Guam, Asia Cruise Port
It may be a surprise to find that the Asian island and cruise port of Guam in the northwestern Pacific Ocean is actually a United States territory. While the Chamorros, Guam's indigenous people, settled here about 4,000 years ago, the U.S. took control of the island in the Spanish-American War as part of the Treaty of Paris. During World War II, the U.S. recaptured Guam from the Japanese; after the war, Guam became a U.S. unincorporated organized territory which gave political structure to the island's citizens and granted them citizenship. Since Guam isn't a state, however, residents can't vote in U.S. elections. The culture on the island is a diverse mix of American, Spanish, Filipino, and other traditions, although many aspects of the early indigenous cultures have sadly been lost. With its tropical climate and rich history, here are a handful of our favorite experiences while cruising to Guam, Asia:
- Covered in lush tropical foliage, the Guam Zoological, Botanical & Marine Gardens (or Guam Zoo for short) in Tumon is a privately owned facility whose goal is to provide a sanctuary for wildlife. The zoo is home to more than 20 species of endangered animals, along with other exotic and domestic animals from all over the world. If you ever had a desire to feed sharks? This is the place to do it.

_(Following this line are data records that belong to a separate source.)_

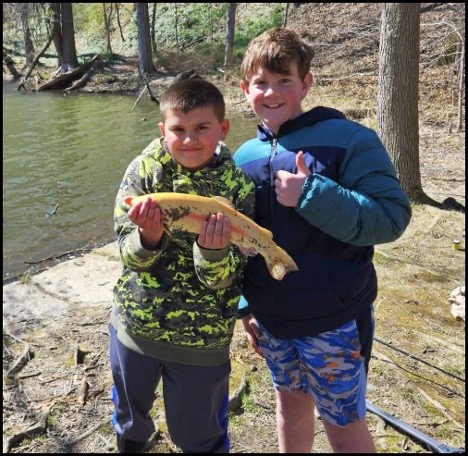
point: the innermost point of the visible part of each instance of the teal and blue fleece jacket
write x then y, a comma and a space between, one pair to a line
351, 202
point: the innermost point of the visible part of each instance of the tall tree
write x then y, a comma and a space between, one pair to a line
230, 30
28, 44
145, 61
397, 101
107, 25
64, 36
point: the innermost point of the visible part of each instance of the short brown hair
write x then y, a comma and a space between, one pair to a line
188, 94
275, 50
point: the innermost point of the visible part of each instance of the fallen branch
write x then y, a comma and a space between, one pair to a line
83, 390
20, 362
84, 79
85, 248
38, 428
64, 78
85, 434
39, 54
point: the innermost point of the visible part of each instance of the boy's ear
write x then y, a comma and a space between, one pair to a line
307, 83
245, 88
225, 125
161, 128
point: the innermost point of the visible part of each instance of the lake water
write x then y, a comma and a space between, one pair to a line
72, 151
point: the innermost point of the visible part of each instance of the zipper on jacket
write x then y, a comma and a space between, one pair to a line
274, 151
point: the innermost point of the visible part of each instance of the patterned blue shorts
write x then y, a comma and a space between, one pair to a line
329, 366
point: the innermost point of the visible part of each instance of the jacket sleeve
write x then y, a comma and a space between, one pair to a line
220, 268
367, 206
132, 253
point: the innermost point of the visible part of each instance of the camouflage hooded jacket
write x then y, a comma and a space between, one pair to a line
179, 302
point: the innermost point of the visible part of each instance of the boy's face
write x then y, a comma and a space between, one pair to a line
276, 98
192, 137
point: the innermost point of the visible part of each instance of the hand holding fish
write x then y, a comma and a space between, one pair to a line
215, 232
148, 216
288, 186
189, 212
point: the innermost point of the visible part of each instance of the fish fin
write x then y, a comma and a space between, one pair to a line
248, 251
224, 201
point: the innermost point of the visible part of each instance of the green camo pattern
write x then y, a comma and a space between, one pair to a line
178, 294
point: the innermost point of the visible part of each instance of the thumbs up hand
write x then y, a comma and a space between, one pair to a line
288, 186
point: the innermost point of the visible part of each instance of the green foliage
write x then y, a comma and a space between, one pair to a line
187, 35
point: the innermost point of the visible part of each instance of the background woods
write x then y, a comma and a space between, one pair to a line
400, 44
397, 68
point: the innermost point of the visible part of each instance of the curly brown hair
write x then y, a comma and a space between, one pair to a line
275, 50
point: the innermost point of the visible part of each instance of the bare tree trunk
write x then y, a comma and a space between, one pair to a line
107, 20
28, 44
57, 31
397, 103
70, 60
145, 62
153, 29
117, 11
10, 65
461, 79
230, 30
285, 22
176, 26
54, 26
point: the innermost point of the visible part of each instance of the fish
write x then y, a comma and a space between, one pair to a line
187, 212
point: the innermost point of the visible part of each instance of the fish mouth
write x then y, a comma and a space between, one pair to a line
273, 105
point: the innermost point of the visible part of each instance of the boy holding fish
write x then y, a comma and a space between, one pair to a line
175, 303
326, 188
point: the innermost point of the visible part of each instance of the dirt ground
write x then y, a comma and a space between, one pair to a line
417, 371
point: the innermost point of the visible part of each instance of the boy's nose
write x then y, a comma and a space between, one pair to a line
189, 137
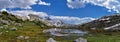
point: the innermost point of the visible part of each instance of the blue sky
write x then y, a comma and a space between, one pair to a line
59, 8
63, 9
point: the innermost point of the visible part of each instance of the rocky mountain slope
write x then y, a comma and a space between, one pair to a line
111, 22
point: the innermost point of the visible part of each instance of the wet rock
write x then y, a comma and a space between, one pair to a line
13, 29
51, 40
80, 40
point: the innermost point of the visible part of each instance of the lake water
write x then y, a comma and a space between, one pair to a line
64, 32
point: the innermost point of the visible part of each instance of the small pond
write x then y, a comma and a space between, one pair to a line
65, 32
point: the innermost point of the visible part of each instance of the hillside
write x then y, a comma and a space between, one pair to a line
110, 23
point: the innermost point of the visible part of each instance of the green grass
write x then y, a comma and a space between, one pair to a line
35, 33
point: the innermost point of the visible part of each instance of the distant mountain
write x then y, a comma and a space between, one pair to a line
111, 22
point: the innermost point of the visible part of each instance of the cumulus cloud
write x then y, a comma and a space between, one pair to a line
65, 19
75, 3
109, 4
44, 3
72, 20
27, 12
24, 4
17, 3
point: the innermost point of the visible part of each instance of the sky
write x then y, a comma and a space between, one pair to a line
70, 11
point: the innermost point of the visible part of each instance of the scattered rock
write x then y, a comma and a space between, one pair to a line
26, 37
13, 29
1, 27
23, 37
7, 31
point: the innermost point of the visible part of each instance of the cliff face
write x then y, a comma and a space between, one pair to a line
105, 23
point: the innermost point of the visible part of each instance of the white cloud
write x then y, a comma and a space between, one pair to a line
109, 4
72, 20
44, 3
17, 3
27, 12
66, 19
24, 4
75, 3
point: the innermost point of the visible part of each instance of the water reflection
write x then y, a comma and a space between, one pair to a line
65, 32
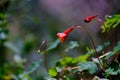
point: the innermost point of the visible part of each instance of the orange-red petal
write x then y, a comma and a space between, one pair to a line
61, 37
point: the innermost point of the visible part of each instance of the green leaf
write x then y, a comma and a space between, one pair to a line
109, 54
52, 72
34, 66
111, 22
99, 48
73, 44
90, 66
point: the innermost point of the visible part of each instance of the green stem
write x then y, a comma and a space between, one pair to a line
43, 45
92, 42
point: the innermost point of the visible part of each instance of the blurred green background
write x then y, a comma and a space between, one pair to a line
24, 24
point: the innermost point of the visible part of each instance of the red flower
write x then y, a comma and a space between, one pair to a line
89, 18
62, 36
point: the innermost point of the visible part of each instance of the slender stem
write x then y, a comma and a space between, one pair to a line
92, 42
100, 20
43, 45
45, 61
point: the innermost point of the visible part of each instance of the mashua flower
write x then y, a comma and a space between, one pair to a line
62, 36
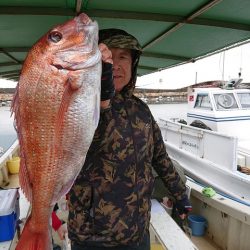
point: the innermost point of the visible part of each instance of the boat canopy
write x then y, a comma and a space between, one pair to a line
170, 32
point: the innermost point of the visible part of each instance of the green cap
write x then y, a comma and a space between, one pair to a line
117, 38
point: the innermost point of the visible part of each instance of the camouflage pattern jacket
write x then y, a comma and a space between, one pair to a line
109, 203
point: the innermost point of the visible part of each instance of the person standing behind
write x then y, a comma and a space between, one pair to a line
109, 203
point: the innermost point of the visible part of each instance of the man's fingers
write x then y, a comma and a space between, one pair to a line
106, 53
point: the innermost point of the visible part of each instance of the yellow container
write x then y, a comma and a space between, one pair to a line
14, 165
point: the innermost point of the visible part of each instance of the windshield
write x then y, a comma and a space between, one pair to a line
225, 101
244, 99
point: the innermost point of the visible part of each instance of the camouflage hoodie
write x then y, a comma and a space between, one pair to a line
109, 203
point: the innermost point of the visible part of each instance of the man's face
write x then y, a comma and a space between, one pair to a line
122, 67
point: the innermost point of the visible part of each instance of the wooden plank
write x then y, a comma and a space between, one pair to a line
168, 232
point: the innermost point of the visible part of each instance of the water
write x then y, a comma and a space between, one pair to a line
8, 133
7, 130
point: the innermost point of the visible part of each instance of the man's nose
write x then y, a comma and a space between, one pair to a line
116, 65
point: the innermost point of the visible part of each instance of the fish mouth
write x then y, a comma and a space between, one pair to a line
84, 55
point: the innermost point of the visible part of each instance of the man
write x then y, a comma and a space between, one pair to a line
109, 204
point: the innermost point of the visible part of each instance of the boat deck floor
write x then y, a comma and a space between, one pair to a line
202, 243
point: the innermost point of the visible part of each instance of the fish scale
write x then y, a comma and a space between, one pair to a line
56, 108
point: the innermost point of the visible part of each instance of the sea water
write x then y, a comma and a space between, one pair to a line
8, 133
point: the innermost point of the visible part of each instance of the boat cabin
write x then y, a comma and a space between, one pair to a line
226, 110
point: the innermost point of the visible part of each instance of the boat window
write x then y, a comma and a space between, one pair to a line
203, 101
244, 99
225, 101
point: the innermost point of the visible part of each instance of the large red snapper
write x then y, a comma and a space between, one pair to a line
56, 110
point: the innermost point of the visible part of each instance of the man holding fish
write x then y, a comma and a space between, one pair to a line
109, 203
62, 132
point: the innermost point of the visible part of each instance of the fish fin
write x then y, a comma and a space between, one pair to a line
66, 98
24, 180
65, 189
31, 240
23, 175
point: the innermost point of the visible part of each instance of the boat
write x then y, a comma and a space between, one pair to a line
209, 147
215, 142
163, 28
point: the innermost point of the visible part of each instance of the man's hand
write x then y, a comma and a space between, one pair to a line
62, 231
107, 85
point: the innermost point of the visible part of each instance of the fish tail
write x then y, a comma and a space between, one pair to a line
32, 240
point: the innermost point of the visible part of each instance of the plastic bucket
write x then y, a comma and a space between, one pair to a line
198, 224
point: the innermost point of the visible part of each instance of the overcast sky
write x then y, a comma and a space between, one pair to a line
207, 69
210, 68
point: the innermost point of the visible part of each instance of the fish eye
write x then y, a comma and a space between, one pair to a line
55, 36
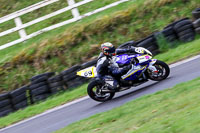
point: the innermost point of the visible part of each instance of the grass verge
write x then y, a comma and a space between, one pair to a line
41, 107
53, 51
173, 110
172, 55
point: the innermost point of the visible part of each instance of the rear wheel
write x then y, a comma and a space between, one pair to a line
161, 73
95, 92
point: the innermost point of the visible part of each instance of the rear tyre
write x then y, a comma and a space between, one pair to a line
94, 91
163, 71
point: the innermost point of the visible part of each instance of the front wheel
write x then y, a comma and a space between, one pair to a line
94, 90
161, 73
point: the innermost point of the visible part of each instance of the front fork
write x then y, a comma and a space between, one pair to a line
152, 68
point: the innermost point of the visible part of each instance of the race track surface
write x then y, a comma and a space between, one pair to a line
60, 118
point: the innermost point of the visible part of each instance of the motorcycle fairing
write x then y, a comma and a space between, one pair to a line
133, 73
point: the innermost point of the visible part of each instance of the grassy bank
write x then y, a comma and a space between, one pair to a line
52, 51
173, 55
173, 110
43, 106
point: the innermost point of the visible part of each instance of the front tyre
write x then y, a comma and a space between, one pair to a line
162, 71
94, 90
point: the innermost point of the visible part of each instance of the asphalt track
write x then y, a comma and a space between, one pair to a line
59, 118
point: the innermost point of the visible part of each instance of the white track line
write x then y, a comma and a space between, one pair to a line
86, 97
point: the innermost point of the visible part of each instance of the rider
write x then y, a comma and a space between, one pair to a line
106, 66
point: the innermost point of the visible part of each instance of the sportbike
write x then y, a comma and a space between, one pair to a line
143, 69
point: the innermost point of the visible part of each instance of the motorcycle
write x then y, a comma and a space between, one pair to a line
143, 68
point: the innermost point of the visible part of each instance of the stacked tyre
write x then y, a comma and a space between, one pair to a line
149, 43
55, 84
19, 97
5, 104
169, 34
184, 30
39, 87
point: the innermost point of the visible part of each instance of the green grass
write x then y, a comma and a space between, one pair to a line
175, 110
180, 52
80, 40
173, 55
53, 101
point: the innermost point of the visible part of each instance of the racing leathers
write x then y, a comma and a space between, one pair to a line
106, 66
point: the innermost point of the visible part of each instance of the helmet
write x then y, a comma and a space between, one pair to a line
108, 49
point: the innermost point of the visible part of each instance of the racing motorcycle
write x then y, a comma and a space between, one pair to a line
143, 69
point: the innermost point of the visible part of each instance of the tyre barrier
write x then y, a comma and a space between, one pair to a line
5, 104
43, 85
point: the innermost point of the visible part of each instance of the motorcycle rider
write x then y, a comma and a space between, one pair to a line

- On Nimitz Hill, history lovers will find the Guam Pacific War Museum, which contains military exhibits related to the U.S. Marines and their involvement here during WWII.
- Within the capital city of Hagatna is the Chamorro Village, where both residents and travelers can congregate to shop, eat, and drink. Since the mission of the market is to promote the small businesses and products of Guam, it's a great place to find authentic souvenirs as well as a plethora of local produce.
- When it's time to just kick back and relax, you'll find Ypao Beach Park at the southern end of Tumon Bay. Not only a gorgeous beach in itself, it's a fantastic spot for snorkeling thanks to colorful fish and coral reefs.